# CB or no CB?



## rd_ab_penman (Oct 18, 2007)

is the question. Which one would you, as a customer purchase?

This one without the CB has a Slimline nib with Whitetail deer antler and Euro finial and clip.





This one with the CB has a 308 bullet as the nib with Mule deer antler and Euro Finial and clip.


----------



## Russb (Oct 18, 2007)

No center band.


----------



## LanceD (Oct 18, 2007)

No CB.


----------



## wood-of-1kind (Oct 18, 2007)

No CB.

-Peter-[]


----------



## OKLAHOMAN (Oct 18, 2007)

A month or so ago I asked the same and got mixed results so I make both .


----------



## Blind_Squirrel (Oct 18, 2007)

No CB.


----------



## Firefyter-emt (Oct 18, 2007)

On this one, no CB. However, there was one posted in wood that I really liked the CB on. I also think that to make the "pen" work, you need to use the bullet tip itself and not the pen kit tip. If the pen kit tip was kept, I would say that you want to make platinum only kits and powder coat the polished silver bullets until the coating matches the hardware. 
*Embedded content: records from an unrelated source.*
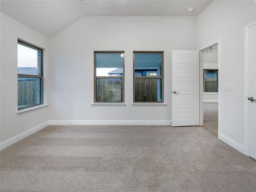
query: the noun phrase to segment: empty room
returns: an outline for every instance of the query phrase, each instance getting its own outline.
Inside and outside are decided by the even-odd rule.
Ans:
[[[256,191],[255,1],[0,9],[0,191]]]

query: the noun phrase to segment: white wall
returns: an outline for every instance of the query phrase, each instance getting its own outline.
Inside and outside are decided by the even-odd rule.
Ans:
[[[13,137],[49,120],[48,107],[19,116],[17,116],[16,111],[18,106],[18,38],[46,49],[44,52],[44,97],[46,102],[49,101],[49,81],[47,80],[47,74],[49,70],[48,55],[49,40],[2,12],[1,29],[0,140],[2,149],[27,136],[28,133],[19,137]],[[37,123],[34,125],[34,119],[36,118]],[[47,124],[38,128],[43,128]]]
[[[255,1],[214,1],[197,18],[198,48],[220,40],[220,139],[244,154],[244,26],[255,20]]]
[[[169,124],[172,50],[195,50],[196,36],[195,17],[84,17],[51,39],[50,123],[54,123],[51,120],[57,120],[59,124],[69,123],[63,120],[95,120],[93,123],[98,124],[114,120],[125,121],[118,124],[134,124],[134,121],[146,123],[141,121],[145,120]],[[126,107],[91,106],[93,51],[108,50],[125,52]],[[164,101],[167,107],[132,106],[133,51],[164,51]],[[145,118],[146,113],[149,119]]]

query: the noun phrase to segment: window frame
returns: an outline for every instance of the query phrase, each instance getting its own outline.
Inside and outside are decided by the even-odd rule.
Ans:
[[[123,76],[97,76],[96,75],[96,69],[97,68],[96,55],[97,54],[123,54]],[[124,103],[124,51],[93,51],[94,58],[94,67],[93,72],[93,102],[97,103]],[[96,81],[97,79],[123,79],[123,101],[96,101]]]
[[[164,51],[133,51],[133,103],[164,103]],[[135,76],[135,63],[134,62],[134,56],[135,54],[161,54],[161,60],[162,68],[161,69],[161,76]],[[161,79],[162,80],[162,98],[161,101],[135,101],[135,79]]]
[[[204,93],[218,93],[219,92],[219,71],[218,69],[204,69],[204,78],[203,78],[203,81],[204,83]],[[206,70],[207,71],[217,71],[217,81],[205,81],[205,72]],[[205,82],[217,82],[217,92],[205,92]]]
[[[43,49],[40,48],[36,46],[35,45],[33,45],[31,44],[28,43],[24,42],[20,39],[18,39],[17,42],[17,44],[20,44],[23,46],[28,47],[30,48],[35,49],[40,51],[40,75],[27,75],[25,74],[21,74],[20,73],[18,74],[18,77],[30,77],[32,78],[40,78],[41,79],[41,102],[40,103],[38,103],[35,104],[35,105],[30,105],[27,107],[25,107],[20,108],[18,108],[18,105],[17,108],[18,108],[18,111],[21,109],[24,109],[31,108],[40,105],[44,104],[44,77],[43,76]],[[17,52],[18,53],[18,50]],[[18,64],[17,65],[18,67]],[[18,82],[18,81],[17,81]],[[17,94],[18,96],[18,94]],[[17,97],[18,99],[18,97]]]

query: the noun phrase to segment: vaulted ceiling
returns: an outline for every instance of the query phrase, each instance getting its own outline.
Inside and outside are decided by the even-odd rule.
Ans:
[[[197,16],[212,0],[1,0],[1,11],[50,38],[84,16]],[[188,9],[195,8],[190,13]]]

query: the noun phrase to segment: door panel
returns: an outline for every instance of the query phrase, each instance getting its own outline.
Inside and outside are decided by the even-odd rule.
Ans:
[[[248,29],[248,96],[256,99],[256,26]],[[249,156],[256,159],[256,101],[248,100]]]
[[[173,50],[172,57],[172,125],[199,125],[199,51]]]

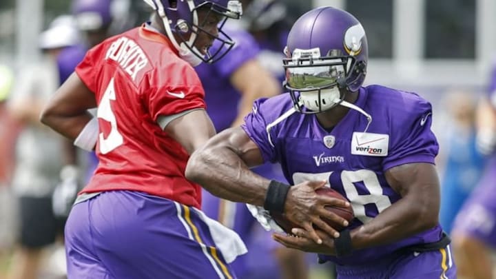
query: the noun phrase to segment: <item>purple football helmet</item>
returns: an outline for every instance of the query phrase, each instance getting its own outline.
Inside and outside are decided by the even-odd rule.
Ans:
[[[136,17],[131,0],[73,0],[72,9],[79,30],[103,30],[109,36],[133,27]]]
[[[365,31],[344,10],[322,7],[301,16],[289,32],[285,52],[285,86],[300,112],[333,107],[365,79]]]
[[[234,45],[234,42],[223,30],[222,28],[228,19],[238,19],[242,12],[239,1],[228,0],[144,0],[161,17],[172,44],[179,51],[179,55],[194,66],[202,61],[214,63],[225,55]],[[218,34],[211,34],[202,28],[205,23],[198,22],[197,11],[207,8],[209,12],[220,15],[223,20],[218,25]],[[223,44],[218,50],[204,56],[194,46],[198,32],[204,32],[220,41]],[[178,42],[174,34],[180,38]]]
[[[76,17],[79,29],[96,30],[108,26],[112,20],[111,0],[74,0],[72,14]]]

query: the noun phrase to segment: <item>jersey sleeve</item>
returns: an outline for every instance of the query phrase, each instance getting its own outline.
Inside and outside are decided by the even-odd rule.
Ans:
[[[97,77],[99,71],[97,62],[103,61],[103,43],[96,45],[88,50],[83,61],[76,67],[75,72],[79,79],[93,92],[97,91]]]
[[[227,32],[229,35],[232,34],[232,39],[235,45],[229,51],[229,57],[224,57],[213,65],[221,76],[229,78],[245,63],[256,58],[260,52],[260,48],[251,35],[245,31],[236,30],[229,33],[227,30]],[[217,42],[218,40],[216,41]],[[215,53],[219,47],[223,47],[223,45],[215,43],[210,52]]]
[[[409,106],[413,107],[411,110]],[[431,104],[418,97],[413,104],[406,105],[405,111],[410,112],[393,119],[389,153],[383,161],[384,171],[406,163],[435,163],[439,145],[431,129]]]
[[[264,162],[276,162],[276,146],[278,144],[276,127],[267,132],[267,127],[272,122],[270,118],[270,105],[267,99],[260,99],[254,103],[253,110],[245,117],[241,127],[260,149]]]
[[[205,92],[196,72],[189,65],[176,63],[167,72],[152,71],[146,79],[148,86],[143,92],[150,116],[157,121],[160,116],[185,110],[205,108]]]

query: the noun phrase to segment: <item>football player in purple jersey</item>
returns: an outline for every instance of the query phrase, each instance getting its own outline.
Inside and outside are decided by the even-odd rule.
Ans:
[[[495,64],[496,65],[496,64]],[[488,155],[485,173],[457,216],[453,229],[459,275],[466,278],[493,277],[492,252],[496,248],[496,67],[488,94],[479,103],[477,141]]]
[[[431,105],[414,93],[362,86],[367,52],[365,31],[349,13],[322,7],[300,17],[283,61],[289,93],[256,101],[242,127],[192,155],[186,175],[216,195],[258,205],[254,215],[265,225],[267,211],[299,221],[289,198],[318,197],[311,187],[295,196],[302,183],[338,192],[355,214],[346,229],[315,230],[329,231],[312,218],[295,222],[298,238],[273,235],[336,263],[338,278],[455,278],[450,239],[438,222]],[[294,186],[249,169],[268,161],[280,163]],[[237,188],[251,191],[239,197]]]

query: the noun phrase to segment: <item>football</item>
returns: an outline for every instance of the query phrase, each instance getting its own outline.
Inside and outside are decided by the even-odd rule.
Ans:
[[[327,195],[330,197],[338,198],[340,200],[347,200],[346,198],[342,196],[342,195],[339,194],[335,190],[328,187],[319,188],[316,190],[316,193],[320,195]],[[351,207],[349,208],[344,208],[333,206],[326,206],[325,209],[329,211],[333,211],[336,215],[342,217],[349,222],[351,222],[351,220],[353,220],[353,218],[354,218],[353,211]],[[284,214],[271,212],[271,216],[272,216],[273,220],[279,225],[279,227],[284,229],[284,231],[287,234],[291,234],[291,229],[292,228],[299,227],[299,226],[295,225],[293,223],[287,219]],[[325,223],[335,229],[338,231],[341,231],[345,228],[345,227],[343,227],[342,224],[335,223],[333,220],[327,218],[324,218],[323,220]],[[315,225],[314,227],[317,228]]]

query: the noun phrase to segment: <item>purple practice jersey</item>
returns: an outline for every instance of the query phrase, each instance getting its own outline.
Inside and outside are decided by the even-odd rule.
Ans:
[[[65,48],[61,51],[56,58],[61,84],[74,72],[76,66],[83,61],[87,50],[85,45],[76,45]]]
[[[350,229],[366,223],[401,196],[384,172],[413,163],[434,164],[438,152],[431,130],[431,106],[413,93],[379,85],[361,87],[355,105],[372,116],[368,121],[350,110],[332,129],[323,129],[313,114],[295,112],[289,94],[258,100],[243,129],[260,147],[265,161],[280,162],[291,184],[326,180],[346,196],[355,218]],[[355,251],[346,257],[320,255],[339,265],[360,265],[400,248],[441,239],[440,225],[393,244]]]
[[[214,64],[203,63],[195,68],[205,92],[207,112],[218,132],[231,127],[238,114],[241,94],[231,83],[231,74],[247,61],[256,59],[260,52],[258,45],[249,33],[227,26],[225,29],[236,42],[233,49]],[[214,42],[210,52],[215,53],[220,45]],[[271,179],[284,181],[278,165],[265,164],[254,171]],[[202,210],[205,214],[236,231],[248,246],[249,253],[238,257],[231,264],[237,276],[240,278],[249,278],[255,276],[254,272],[262,271],[263,276],[257,275],[256,278],[278,278],[278,269],[271,250],[278,245],[268,232],[258,234],[259,236],[254,234],[256,231],[254,229],[258,226],[246,205],[229,201],[221,203],[218,197],[205,190],[203,191],[202,200]],[[260,242],[263,244],[254,245]],[[257,257],[256,262],[251,264],[250,260],[254,254],[263,256]]]
[[[222,59],[214,64],[202,63],[195,68],[205,91],[207,112],[219,132],[231,126],[238,115],[241,95],[231,83],[231,75],[260,52],[251,35],[244,30],[228,28],[226,32],[236,44]],[[214,42],[210,52],[215,53],[220,43]]]

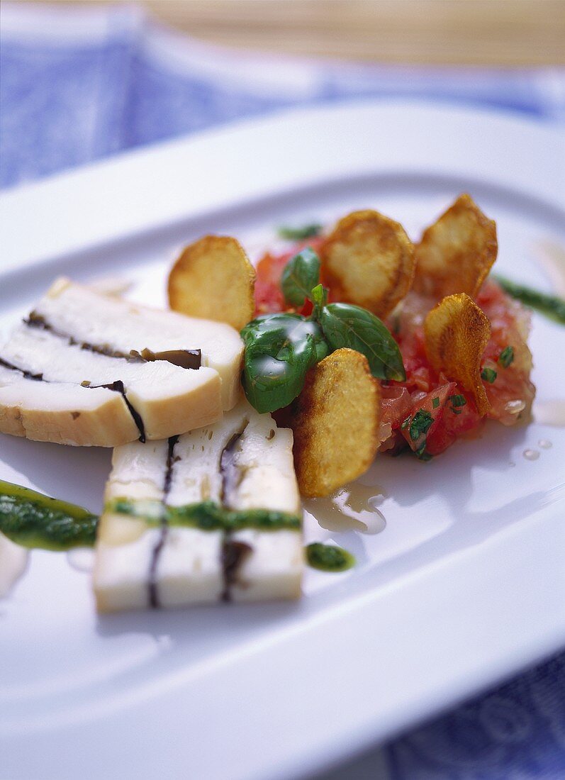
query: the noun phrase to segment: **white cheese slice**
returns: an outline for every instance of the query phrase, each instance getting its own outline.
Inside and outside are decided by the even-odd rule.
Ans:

I like the concept, but I am not crazy about the color diffrence in hardware. This is where the plated casings and a Rhoidum kit might work very well togather.


----------



## fernhills (Oct 18, 2007)

With the antler,no CB,and i`m not sure about the bullit being the nib.  carl


----------



## rherrell (Oct 18, 2007)

No CB.


----------



## UKpenmaker (Oct 18, 2007)

I am with the others, no CB, it just doesn't look right with one, to me anyway.


----------



## Geo in Winnipeg (Oct 18, 2007)

Another vote for no CB.


----------



## txbatons (Oct 18, 2007)

No CB. Too much going on on the other one.


----------



## guts (Oct 18, 2007)

No CB for sure.


----------



## LostintheWoods (Oct 18, 2007)

On this pen, I don't care for the CB, but its only because of the color mismatch between the brass and the gold CB--seems colors that close tend to "cheapen" one another, IMHO. Nice job on both pens, though!


----------



## papaturner (Oct 18, 2007)

no cb.

Perry


----------



## Pompeyite (Oct 18, 2007)

I am with the NO CB lobby for this one too.


----------



## wdcav1952 (Oct 18, 2007)

Buy a copper kit.  The copper nib, to me at least, looks better than the actual slug, and the copper goes better with the cartridge, IMHO.


----------



## louisbry (Oct 18, 2007)

No CB.


----------



## csb333 (Oct 18, 2007)

Most definately the top one,- Chris


----------



## Ligget (Oct 19, 2007)

NO centre band!


----------



## alamocdc (Oct 19, 2007)

It's unanimous... no CB


----------



## johncrane (Oct 19, 2007)

l think it could work but not with the euro cap end and clip,the clip end doesn't look balanced,l would use maybe a slimline cap end and ball clip with a counter sunk c/band.just my 2cents worth.[]


----------



## rd_ab_penman (Oct 20, 2007)

Thanks to all! 
I appreciate all you comments. 
No CB has it!

Regards,
Les


----------